Je retiens Code contre moi, le cœur affolé à l’idée de le perdre. Si les réseaux se trouvent éteints, il errera probablement dans le monde virtuel, loin de son corps… parviendrait-il même à retrouver son chemin à nous? Contre ma poitrine affolée, je le sens se débattre contre un ennemi invisible, puis l’impossible se produit. La structure du Porygon change, sous l’effet d’une évolution forcée. Je lâche presque prise mais le retiens, retenant les larmes alors qu’il change d’apparence, vers une version plus excentrique de lui-même, Porygon-Z. J’ignorais même qu’il était possible d’évoluer Porygon2 ainsi, il me semble la chose peu naturelle, forcée sur mon alliée que j’appelle de murmures désespérés. Lorsqu’il cesse de se débattre, j’entends un bruit d’agonie s’échapper de mon ordinateur.

«L’attaque est terminée. J-je vais voir l’étendue des dommages.»

Sa voix a quelque chose d’aride, comme s’il me tenait responsable. Je tremble toujours en tenant mon allié contre moi, bien éveillé dans mes bras. Il a pris une étrange posture cambrée, comme un «y» difforme.

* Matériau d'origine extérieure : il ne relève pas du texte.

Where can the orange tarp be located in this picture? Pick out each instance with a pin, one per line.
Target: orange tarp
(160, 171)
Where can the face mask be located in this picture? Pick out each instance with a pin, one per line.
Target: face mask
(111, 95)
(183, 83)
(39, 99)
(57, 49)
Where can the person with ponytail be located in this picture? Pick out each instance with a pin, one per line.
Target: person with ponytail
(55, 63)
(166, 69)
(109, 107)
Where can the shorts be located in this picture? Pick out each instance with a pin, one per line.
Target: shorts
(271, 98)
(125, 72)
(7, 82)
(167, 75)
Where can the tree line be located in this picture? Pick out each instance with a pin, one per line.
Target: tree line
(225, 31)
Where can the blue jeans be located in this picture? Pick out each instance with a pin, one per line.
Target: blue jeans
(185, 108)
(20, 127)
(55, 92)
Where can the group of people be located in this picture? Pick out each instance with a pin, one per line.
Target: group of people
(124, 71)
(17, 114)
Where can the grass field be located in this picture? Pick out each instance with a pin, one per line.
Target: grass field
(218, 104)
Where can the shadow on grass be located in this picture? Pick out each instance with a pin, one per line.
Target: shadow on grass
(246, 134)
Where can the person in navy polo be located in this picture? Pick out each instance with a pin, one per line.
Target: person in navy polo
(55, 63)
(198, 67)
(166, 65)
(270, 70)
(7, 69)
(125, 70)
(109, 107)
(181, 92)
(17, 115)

«Je suis désolée… tellement désolée Code…»

Je m’empresse de détacher le fil tandis que le technicien s’éloigne d’un pas frustré. Je l’ignore pour me pencher vers mon ami, qui sitôt arrivé dans mon équipe, doit déjà subir les conséquences de ma position, de cette guerre dans laquelle il n’avait pas à prendre parti. Simplement une énième victime d’un conflit qui peu à peu m’épuise. Je me relève tant bien que mal, sortant de mon bureau sur tout un monde cacophonique, sur la panique et la colère, sur des questions qu’on me lance tandis que je traverse la pièce. Je ne m’arrête pas. Mes pas me mènent à l’ascenseur dans lequel je monte sans rien dire, devant un tonnerre de protestations. Lorsque les portes se ferment à ma suite, j’ai l’impression de prendre mon premier souffle.